Think of a combination of Kenny Dalglish and Brian Clough, and extract the humour and you've got some idea of "Loba" who effects an air of a man who once took his holidays at the Lubianka. He rules like a despot. Legends about him abound, and a good number of them are true. Before every game, for instance, he takes each player into a room and gives them each an intensive interview, not merely satisfying himself that they absolutely comprehend their given role, but also ensuring that their state of mind is 100 per cent. "He has an almost obsessive eye for detail," said a source close to the team. "They are frightened to death of him." All his players' idiosyncrasies are listed in a book called "The Bible", kept in a safe at the club's pounds 16m state-of-the-art training centre. Nothing has been left to chance in Loba's "laboratory" since he first collaborated in the Seventies with Professor Anatoly Zelentsov and produced "The Science of Football" which is designed to minimise errors on the pitch.

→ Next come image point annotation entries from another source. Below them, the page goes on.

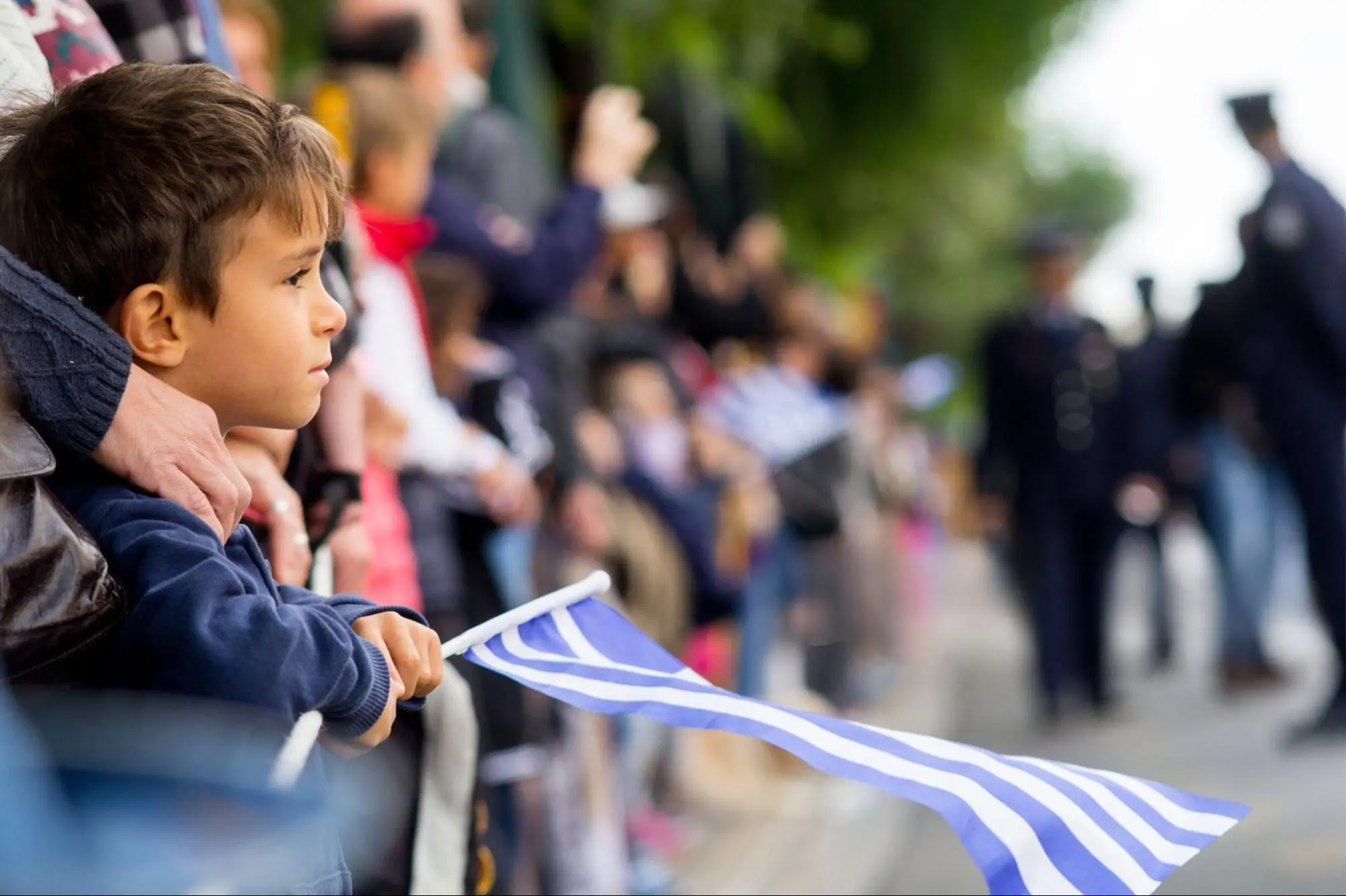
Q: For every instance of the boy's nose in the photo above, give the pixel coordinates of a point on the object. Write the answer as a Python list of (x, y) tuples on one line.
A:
[(330, 318)]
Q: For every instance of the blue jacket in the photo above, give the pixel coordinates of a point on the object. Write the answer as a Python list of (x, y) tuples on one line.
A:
[(1297, 268), (207, 621)]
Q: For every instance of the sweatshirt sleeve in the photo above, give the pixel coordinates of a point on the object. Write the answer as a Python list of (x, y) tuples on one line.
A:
[(202, 625), (351, 607), (67, 368)]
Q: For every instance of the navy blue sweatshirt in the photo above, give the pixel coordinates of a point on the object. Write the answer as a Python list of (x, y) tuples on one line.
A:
[(209, 621)]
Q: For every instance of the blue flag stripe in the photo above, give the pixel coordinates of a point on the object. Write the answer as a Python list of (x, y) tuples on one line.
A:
[(1032, 825), (1147, 852), (815, 746)]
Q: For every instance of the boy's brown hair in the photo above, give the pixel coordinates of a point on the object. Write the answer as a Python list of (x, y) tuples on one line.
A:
[(454, 294), (385, 114), (143, 172)]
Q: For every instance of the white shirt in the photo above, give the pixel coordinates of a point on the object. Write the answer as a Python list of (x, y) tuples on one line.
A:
[(399, 372)]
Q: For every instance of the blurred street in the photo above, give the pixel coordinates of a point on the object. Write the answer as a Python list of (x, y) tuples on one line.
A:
[(1170, 730)]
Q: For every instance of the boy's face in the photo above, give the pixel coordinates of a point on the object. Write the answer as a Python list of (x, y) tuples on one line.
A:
[(261, 359)]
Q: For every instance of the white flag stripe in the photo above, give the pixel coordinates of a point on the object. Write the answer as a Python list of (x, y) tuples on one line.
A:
[(1172, 812), (580, 646), (1084, 828), (516, 645), (1159, 847), (1040, 874)]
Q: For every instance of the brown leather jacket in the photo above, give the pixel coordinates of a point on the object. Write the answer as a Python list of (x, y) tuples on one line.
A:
[(59, 607)]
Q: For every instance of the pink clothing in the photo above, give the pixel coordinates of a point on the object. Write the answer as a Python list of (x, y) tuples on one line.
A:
[(70, 36), (392, 564)]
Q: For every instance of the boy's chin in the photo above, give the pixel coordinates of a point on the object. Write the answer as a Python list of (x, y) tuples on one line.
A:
[(294, 417)]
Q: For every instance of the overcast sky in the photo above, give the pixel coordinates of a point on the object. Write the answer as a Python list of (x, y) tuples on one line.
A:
[(1146, 81)]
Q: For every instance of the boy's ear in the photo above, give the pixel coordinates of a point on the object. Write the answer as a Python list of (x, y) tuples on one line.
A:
[(152, 319)]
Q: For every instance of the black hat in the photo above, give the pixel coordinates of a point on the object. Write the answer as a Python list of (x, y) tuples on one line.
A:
[(382, 42), (1252, 112), (1049, 237)]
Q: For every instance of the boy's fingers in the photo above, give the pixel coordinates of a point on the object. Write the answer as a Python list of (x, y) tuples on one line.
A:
[(407, 657), (432, 664)]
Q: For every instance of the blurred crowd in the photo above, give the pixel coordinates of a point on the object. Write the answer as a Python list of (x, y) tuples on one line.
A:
[(1236, 419), (533, 382)]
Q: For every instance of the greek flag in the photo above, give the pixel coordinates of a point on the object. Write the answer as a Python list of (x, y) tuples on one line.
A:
[(1033, 827)]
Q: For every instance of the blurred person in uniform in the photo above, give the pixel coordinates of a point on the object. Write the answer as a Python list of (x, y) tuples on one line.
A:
[(1050, 469), (1239, 483), (1147, 372), (1298, 349)]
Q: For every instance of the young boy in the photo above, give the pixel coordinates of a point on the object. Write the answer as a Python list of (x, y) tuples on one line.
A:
[(191, 214)]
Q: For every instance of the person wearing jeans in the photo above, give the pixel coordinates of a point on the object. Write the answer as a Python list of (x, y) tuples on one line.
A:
[(1239, 506)]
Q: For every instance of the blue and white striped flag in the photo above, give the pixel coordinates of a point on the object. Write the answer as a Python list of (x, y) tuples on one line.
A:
[(1033, 827)]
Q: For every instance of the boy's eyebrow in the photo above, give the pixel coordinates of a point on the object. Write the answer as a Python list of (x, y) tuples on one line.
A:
[(307, 252)]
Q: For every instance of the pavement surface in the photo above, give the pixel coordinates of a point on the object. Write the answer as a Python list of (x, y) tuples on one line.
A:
[(1174, 728)]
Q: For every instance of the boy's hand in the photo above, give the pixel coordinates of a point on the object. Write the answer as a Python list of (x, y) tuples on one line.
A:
[(412, 652)]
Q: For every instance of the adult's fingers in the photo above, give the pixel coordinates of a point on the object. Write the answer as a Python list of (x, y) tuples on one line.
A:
[(178, 487), (225, 489)]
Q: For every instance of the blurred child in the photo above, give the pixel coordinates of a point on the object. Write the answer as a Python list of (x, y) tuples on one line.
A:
[(252, 34), (483, 381)]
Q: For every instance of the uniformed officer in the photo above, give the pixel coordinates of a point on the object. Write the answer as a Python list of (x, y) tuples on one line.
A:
[(1147, 373), (1298, 320), (1050, 467)]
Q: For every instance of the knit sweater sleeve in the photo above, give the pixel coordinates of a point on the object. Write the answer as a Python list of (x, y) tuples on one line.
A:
[(67, 368)]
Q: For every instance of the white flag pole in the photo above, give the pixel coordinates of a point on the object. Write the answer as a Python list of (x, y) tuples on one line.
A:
[(591, 586), (303, 736)]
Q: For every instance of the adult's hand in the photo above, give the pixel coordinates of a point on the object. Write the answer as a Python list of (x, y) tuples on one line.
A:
[(614, 140), (170, 444), (280, 508)]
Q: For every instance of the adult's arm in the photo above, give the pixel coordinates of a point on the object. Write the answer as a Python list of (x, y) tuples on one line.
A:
[(199, 627), (67, 366), (77, 386)]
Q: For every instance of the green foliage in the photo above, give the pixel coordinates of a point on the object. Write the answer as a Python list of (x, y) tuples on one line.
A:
[(883, 125), (885, 129)]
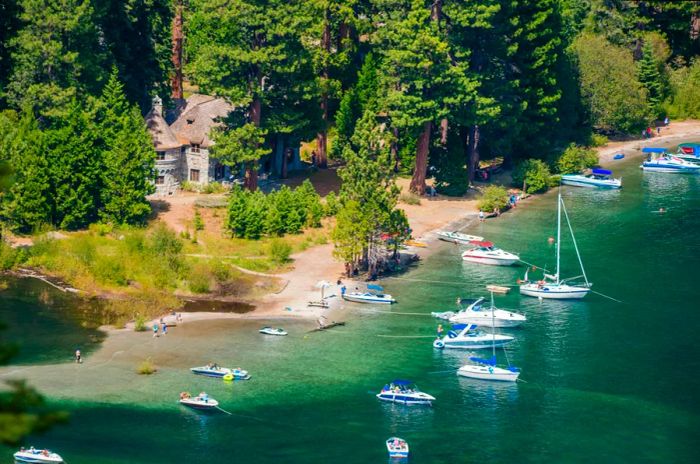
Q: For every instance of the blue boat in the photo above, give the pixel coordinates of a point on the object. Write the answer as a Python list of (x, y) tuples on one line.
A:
[(599, 178)]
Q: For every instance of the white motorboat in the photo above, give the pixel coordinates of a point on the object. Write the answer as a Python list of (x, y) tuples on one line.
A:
[(658, 160), (404, 392), (397, 447), (487, 253), (466, 337), (201, 401), (476, 313), (214, 370), (272, 331), (486, 369), (37, 456), (374, 294), (551, 286), (598, 178), (458, 237)]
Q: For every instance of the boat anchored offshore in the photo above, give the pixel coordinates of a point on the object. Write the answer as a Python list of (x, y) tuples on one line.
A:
[(457, 237), (397, 447), (374, 294), (551, 286), (475, 313), (600, 178), (272, 331), (214, 370), (201, 401), (404, 392), (466, 337), (37, 456), (487, 253), (660, 161)]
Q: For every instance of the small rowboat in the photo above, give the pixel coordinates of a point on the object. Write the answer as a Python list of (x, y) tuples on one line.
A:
[(497, 289), (202, 401), (397, 447), (37, 456)]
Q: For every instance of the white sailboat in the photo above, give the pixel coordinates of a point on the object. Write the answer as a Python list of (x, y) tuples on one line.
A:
[(486, 369), (552, 286)]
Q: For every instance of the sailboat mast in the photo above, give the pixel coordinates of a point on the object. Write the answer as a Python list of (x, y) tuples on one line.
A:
[(558, 233)]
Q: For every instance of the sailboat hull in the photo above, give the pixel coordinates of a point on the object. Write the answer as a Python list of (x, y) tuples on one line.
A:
[(554, 292), (493, 373)]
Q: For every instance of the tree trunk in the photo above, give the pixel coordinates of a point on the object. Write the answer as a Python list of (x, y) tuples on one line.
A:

The evidence, from a 4-0 victory at the Nou Camp last season and now this exhibition at Wembley has been that the appliance of science has been successful. Kiev's speed of thought, movement, control and accuracy of delivery made Arsenal appear positively pedestrian for too much of the game. Of course, it helps no end to have a back four of Ukrainian internationals, of whom Oleh Luzhnyi, the subject of considerable Premiership interest, severely limited Marc Overmars' ambition. Nor is there a disadvantage in having the 22-year-old Schevchenko at your disposal, although he is currently the subject of a pounds 19m bid from Milan.

"That is the third time we have conceded a late goal and we have to be more ruthless," said Overmars. "If we had won, we would have qualified for the next round. Ukraine away will be very difficult. They had to come out here at Wembley because it was crucial. If they had lost it was over. They've got a chance now. But I think we should qualify here, at home against Lens." That's assuming Arsenal begin to confirm that performing within the open spaces of Wembley benefits them. The feeling persists that it doesn't, despite talk of it becoming a permanent home, and Wenger will have been the first to recognise they remain undefeated only because of the resourcefulness of Adams & Co.